Die Episode am Anleger, als Hannes mit Pferd und Wagen unterging und eine Nahtoderfahrung machte, das hätte man unglaublich spannend ausbauen können. KLar, es ist nur eine Nebenhandlung. Trotzdem, die Szene ist sehr gut geschildert, so etwas konnte damals passieren: Ein Pferd ist kein Motor.

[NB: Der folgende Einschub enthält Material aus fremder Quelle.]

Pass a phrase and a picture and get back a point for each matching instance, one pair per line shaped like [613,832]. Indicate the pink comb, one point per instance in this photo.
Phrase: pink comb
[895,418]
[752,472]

Hannes hat auch hier wieder ein schlechtes Gewissen (!). Zum Glück erteilt Ossenbrüggen Absolution, er hat die Schuld, weil die Pferde nicht zuverlässig waren. Würde der Großbauer das wirklich zugeben? Er, der zwei Pferde, einen Wagen und ein Fuder Mais verloren hat? Toller Mensch.
Zum Glück hat Hannes "nur ein paar Rippenbrüche" davongetragen. Die ihn kaum einschränken: Er kann kurz darauf melken, graben (!), schwimmen und mit Freunden im Meer toben. Nicht schlecht. Die Rippenbrüche, die ich kenne, sind unendlich schmerzhaft und zwingen zu absoluter Ruhe.
Insgesamt fällt immer wieder auf, wie gut sich die Menschen im Norden ohne Worte verstehen. Sie erspüren, erahnen, fühlen immer, wie es dem Gegenüber geht, was es gerade umtreibt. Erstaunlich ist das.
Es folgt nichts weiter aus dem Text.